From the December, 1997, issue of When Saturday Comes as
part of the magazine's series on CLASSIC FOOTBALL LITERATURE
Goalkeepers Are Different by Brian Glanville (Puffin paperback, 1971)
Has anyone
ever made football into fiction without incurring the laughter of all those who
have the vaguest idea that it's three points for a win and that you only play
extra time in cup ties? It's a mysterious phenomenon that so many have tried to
turn sporting reality into art and, either on pulp or celluloid, have
consistently made such a mess of it. Some even believe that the Great Football
Novel is still to be written, and no doubt publishers and agents across the
country are gasping for the appropriate manuscript to land on their desks so
that they can cash in on the current mania for printing unlimited crap with a
round-ball connection.
They can give up waiting because such a book has already been written, published and, one suspects, largely forgotten over quarter of a century ago. It's true that Brian Glanville's Goalkeepers Are Different does not, strictly speaking, qualify as ëadult' literature, but then neither do most football books, and if you like a straight football story as much as the next fan then you'll find yourself at the book's end in no less than two or three sittings.
When I was eleven
I must have been the only boy in the country playing centre forward for my
school and secretly wishing that I was the goalkeeper. It was all because
of this book, which turned my head from the trite, monotonous dross I was
forcing myself to read in Shoot! every week. I read it seven times
(wearing out two copies), which is six more times than any other book I've
read in my life. Yet I've never met another soul who has even heard of it.
What makes the
book so convincing as a portrayal of life in the professional game is its
disingenuous title. Narrator Ronnie Blake - the aspiring keeper who makes
his way up to become top stopper at first division Borough United - proclaims
in his opening sentence that goalies are "not crazy, they're just different".

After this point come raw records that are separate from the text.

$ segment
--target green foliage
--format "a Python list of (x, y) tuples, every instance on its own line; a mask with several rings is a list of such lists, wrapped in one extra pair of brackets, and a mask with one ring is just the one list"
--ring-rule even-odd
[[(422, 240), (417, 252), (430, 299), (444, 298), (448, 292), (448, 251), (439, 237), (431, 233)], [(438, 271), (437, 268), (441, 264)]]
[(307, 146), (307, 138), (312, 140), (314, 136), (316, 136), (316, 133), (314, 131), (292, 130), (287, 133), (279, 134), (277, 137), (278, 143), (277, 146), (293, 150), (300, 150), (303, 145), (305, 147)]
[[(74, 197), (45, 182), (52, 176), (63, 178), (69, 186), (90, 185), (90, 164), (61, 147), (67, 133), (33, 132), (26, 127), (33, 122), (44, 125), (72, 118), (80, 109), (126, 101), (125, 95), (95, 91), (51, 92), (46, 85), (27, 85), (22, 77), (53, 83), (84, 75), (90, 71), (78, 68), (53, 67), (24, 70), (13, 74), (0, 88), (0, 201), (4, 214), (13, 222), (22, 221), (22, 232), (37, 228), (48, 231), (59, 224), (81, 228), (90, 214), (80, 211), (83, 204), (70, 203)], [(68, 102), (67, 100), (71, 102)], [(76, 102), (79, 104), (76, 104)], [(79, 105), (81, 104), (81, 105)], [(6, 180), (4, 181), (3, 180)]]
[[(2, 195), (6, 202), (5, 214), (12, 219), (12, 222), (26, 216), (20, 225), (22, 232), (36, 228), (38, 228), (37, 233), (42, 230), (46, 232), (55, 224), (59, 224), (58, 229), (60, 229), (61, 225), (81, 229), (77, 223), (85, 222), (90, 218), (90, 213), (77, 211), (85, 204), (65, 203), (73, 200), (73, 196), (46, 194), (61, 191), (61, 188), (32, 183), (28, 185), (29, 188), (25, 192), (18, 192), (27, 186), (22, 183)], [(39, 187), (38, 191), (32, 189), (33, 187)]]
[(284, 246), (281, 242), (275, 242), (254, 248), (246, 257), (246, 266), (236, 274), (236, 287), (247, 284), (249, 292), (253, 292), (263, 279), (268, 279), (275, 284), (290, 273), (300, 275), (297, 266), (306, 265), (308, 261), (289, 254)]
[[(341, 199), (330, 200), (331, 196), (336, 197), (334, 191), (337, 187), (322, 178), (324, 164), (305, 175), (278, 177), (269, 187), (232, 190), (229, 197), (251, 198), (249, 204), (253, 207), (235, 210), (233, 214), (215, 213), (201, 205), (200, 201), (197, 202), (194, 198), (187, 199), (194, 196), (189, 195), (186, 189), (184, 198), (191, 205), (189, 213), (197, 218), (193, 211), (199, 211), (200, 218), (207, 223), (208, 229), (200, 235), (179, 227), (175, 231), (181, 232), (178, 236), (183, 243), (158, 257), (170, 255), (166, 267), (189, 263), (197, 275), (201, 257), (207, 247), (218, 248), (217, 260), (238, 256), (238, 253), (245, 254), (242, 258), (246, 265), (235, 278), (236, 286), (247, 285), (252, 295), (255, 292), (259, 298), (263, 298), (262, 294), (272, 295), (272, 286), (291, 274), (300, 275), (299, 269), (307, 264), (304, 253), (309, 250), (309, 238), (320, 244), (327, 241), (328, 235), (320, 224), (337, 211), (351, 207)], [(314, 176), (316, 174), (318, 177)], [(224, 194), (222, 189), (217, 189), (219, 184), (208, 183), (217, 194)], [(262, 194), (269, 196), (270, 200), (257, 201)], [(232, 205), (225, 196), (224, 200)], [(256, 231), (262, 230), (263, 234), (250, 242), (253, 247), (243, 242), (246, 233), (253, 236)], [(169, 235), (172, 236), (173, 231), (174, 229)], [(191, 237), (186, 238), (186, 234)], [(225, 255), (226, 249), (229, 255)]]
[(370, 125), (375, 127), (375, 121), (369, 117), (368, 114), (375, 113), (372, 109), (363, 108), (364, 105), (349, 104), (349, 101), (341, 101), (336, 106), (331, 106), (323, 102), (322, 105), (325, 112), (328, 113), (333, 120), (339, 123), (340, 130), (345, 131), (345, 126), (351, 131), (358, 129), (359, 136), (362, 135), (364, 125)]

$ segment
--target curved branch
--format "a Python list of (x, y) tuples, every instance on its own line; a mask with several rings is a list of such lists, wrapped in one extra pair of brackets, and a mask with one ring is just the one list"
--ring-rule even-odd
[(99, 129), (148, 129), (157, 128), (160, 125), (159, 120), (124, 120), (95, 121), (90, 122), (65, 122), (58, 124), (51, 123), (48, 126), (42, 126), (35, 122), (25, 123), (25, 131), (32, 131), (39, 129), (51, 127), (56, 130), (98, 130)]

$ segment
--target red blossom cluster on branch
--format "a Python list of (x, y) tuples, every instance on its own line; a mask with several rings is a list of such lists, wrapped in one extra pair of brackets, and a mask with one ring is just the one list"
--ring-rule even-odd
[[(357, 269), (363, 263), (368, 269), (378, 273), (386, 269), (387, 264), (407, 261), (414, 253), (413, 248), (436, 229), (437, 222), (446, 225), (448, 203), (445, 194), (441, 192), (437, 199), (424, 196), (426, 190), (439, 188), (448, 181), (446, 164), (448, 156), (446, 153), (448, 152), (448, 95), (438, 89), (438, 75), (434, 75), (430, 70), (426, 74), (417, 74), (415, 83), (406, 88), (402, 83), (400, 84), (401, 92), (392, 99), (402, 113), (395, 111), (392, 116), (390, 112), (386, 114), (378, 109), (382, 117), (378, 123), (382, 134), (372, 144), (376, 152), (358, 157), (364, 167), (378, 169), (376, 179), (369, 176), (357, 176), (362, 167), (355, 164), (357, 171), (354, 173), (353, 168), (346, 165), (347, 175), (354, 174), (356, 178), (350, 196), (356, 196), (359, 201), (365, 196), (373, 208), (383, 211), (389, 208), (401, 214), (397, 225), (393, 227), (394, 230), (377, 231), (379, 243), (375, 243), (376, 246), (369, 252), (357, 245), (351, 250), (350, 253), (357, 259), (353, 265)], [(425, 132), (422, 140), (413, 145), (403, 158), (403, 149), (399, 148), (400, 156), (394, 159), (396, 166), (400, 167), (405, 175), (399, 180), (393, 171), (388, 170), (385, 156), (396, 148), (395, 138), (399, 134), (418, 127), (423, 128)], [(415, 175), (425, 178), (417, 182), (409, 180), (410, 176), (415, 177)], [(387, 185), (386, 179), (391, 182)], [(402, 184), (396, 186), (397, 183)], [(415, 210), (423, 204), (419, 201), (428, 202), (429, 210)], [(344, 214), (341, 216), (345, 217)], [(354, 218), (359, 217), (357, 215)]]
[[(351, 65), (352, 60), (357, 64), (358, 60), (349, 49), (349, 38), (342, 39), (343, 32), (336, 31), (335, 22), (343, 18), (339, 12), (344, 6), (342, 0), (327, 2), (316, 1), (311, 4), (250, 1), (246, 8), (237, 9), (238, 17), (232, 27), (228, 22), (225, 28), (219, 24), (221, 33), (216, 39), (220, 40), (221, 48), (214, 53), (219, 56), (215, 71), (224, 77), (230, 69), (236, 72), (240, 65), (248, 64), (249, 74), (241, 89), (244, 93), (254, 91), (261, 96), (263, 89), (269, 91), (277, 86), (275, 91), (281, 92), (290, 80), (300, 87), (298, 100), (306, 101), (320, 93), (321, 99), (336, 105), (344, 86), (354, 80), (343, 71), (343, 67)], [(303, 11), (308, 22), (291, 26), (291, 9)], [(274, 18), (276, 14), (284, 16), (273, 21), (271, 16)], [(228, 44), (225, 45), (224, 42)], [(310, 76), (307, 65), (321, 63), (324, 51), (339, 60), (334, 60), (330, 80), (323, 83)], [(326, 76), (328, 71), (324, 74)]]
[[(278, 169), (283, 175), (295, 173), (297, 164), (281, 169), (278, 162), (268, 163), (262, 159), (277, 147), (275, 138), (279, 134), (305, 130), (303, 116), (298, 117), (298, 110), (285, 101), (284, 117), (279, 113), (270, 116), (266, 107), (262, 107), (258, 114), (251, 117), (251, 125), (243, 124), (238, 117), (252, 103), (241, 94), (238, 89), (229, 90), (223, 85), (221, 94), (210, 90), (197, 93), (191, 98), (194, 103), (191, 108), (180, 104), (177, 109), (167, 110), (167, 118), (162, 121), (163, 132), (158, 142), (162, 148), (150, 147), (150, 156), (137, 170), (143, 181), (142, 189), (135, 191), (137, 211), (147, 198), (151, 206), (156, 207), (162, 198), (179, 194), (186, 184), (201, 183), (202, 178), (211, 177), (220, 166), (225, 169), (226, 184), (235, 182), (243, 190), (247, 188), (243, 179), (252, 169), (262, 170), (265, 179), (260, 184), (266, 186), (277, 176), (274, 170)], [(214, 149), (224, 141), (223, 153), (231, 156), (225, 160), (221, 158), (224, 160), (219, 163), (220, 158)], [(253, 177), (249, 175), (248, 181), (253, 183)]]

Yet you couldn't meet a more normal bloke than Ronnie.
He wants to be
a pro, like all boys. When as a schoolboy he starts to get spotted by scouts
he worries about his future, whether he'll make it, should he continue his
education, and so on. There are setbacks, which he overcomes. He likes a couple
of beers, but that's it. He observes that on the tube or in Mallorca there
are "some nice birds" (thankfully he doesn't see the need to tell
us whether he shagged them or not). He's a dead regular geezer who just happens
to play in goal. So instead of focusing the book on the alcoholic maverick
or the gifted but temperamental serial-shagger, we meet a bloke who is pretty
much like ninety per cent of all players - a bloke, who's overwhelming concern
in life is doing well in the game of football. Simple, and it works perfectly.
Glanville applies
his technical knowledge so realistically that you feel that at some point
in his life he actually stood on a goal-line and felt the bulk of Jackie Charlton
before him. You sense that you should know who Borough's temperamental Scottish
manager Charlie Macintosh is meant to be, but you can't quite pin him down
to a real-life figure. And reading accounts of fictitious games against real-life
players made me look up in my Rothmans whether there really was a team called
Borough United and that, somehow, I had overlooked them for the previous few
hundred Saturdays.
This perfectly
paced story is now apparently out of print, which is nothing short of a scandal
in the current publishing climate. But according to the spirit of the times
I'll lend you my copy for a hundred quid.
Note: As a result of this article Virgin
Books republished Goalkeepers Are Different the following year.